In terms of welding these plates to the main tubing, some things to consider: the weld is going to need to be on the "outside" edges and on the ends, but not in the "inside" area where each pair of pivot plates will surround a support pillar. This requires some care to avoid pulling the plates out of square during the welding.

The strategy that worked for me was to use a length of 1/2" all-thread, along with nuts, washers, and shims, to assemble the pivot plates together with the support pillars in the correct spacing, then to position the plates on the main tube and tack the ends of each plate. Adjust as needed, then do the outside welding passes.

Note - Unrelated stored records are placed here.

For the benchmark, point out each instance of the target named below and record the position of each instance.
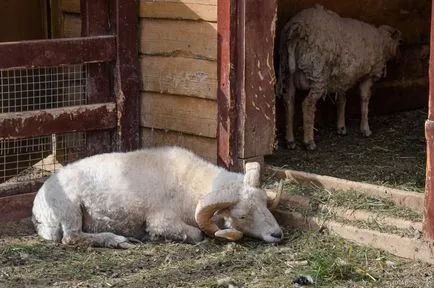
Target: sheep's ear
(229, 234)
(252, 176)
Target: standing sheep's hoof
(291, 145)
(366, 133)
(310, 146)
(342, 131)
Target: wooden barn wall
(406, 86)
(178, 51)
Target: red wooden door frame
(109, 48)
(245, 98)
(428, 225)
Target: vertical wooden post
(95, 15)
(226, 76)
(126, 73)
(428, 225)
(246, 97)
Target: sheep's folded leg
(309, 107)
(105, 239)
(365, 95)
(172, 228)
(341, 127)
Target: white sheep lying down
(325, 53)
(159, 193)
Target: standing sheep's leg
(289, 97)
(309, 107)
(341, 127)
(160, 226)
(365, 95)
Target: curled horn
(213, 202)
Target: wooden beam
(39, 53)
(257, 99)
(179, 76)
(126, 73)
(95, 17)
(412, 200)
(429, 134)
(179, 113)
(59, 120)
(189, 39)
(203, 146)
(71, 6)
(226, 78)
(179, 9)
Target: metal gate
(63, 99)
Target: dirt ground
(394, 155)
(28, 261)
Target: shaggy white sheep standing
(324, 53)
(154, 193)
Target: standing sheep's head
(393, 39)
(244, 211)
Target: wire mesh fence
(34, 89)
(43, 88)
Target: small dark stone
(303, 280)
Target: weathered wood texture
(71, 6)
(203, 146)
(38, 53)
(59, 120)
(23, 20)
(179, 9)
(168, 9)
(429, 134)
(184, 114)
(257, 118)
(178, 68)
(193, 39)
(180, 76)
(71, 25)
(95, 20)
(227, 108)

Next up are the plans for the support pillars and the base plate - but I need to finish "prettying up" those pages first. I made a complete set of plans as I built this grinder, but I didn't bother to put in all of the labels and certainly none of the notes or the CC copyright. Stay tuned ...


----------



## awake (Jun 11, 2021)

Here are the plans for the base and support pillars:





The main tube assembly shown in the previous post will attach to the support pillars via 1/2" bolts and will be locked with a 3/8-16 bolt so that the main tube assembly can rotate. Note that most of these dimensions can be adjusted to suit. Certainly the base plate can be made larger or smaller, or made from something other than 1/4" plate. The height of the support pillars is somewhat arbitrary; the only "must" is that the motor must clear when the main tube assembly (to which the motor will be attached - as will be shown in plans yet to come) is rotated to the horizontal position. The pillar tubes do not have to be 2" square, and the spacing between the the pivot point and the lock threads could be something other than the 1.25" shown - but of course, any changes here must be matched by changes to the pivot/lock plates in the previous page of plans. One could probably go with a smaller pivot diameter, maybe down to 3/8", or certainly a larger pivot point (I think the Revolution design uses 5/8"), but the 1/2" shown and built seems to me to be "just right" in proportion to the rest of the build, and provides very robust and smooth rotation. One could definitely go with a smaller lock bolt, as the unit is very well balanced and needs very little locking force - but I wanted to use the same size for all of the lock bolts, and I think anything smaller than 3/8-16 will be too small when we get to the tooling arm and the "D" plate.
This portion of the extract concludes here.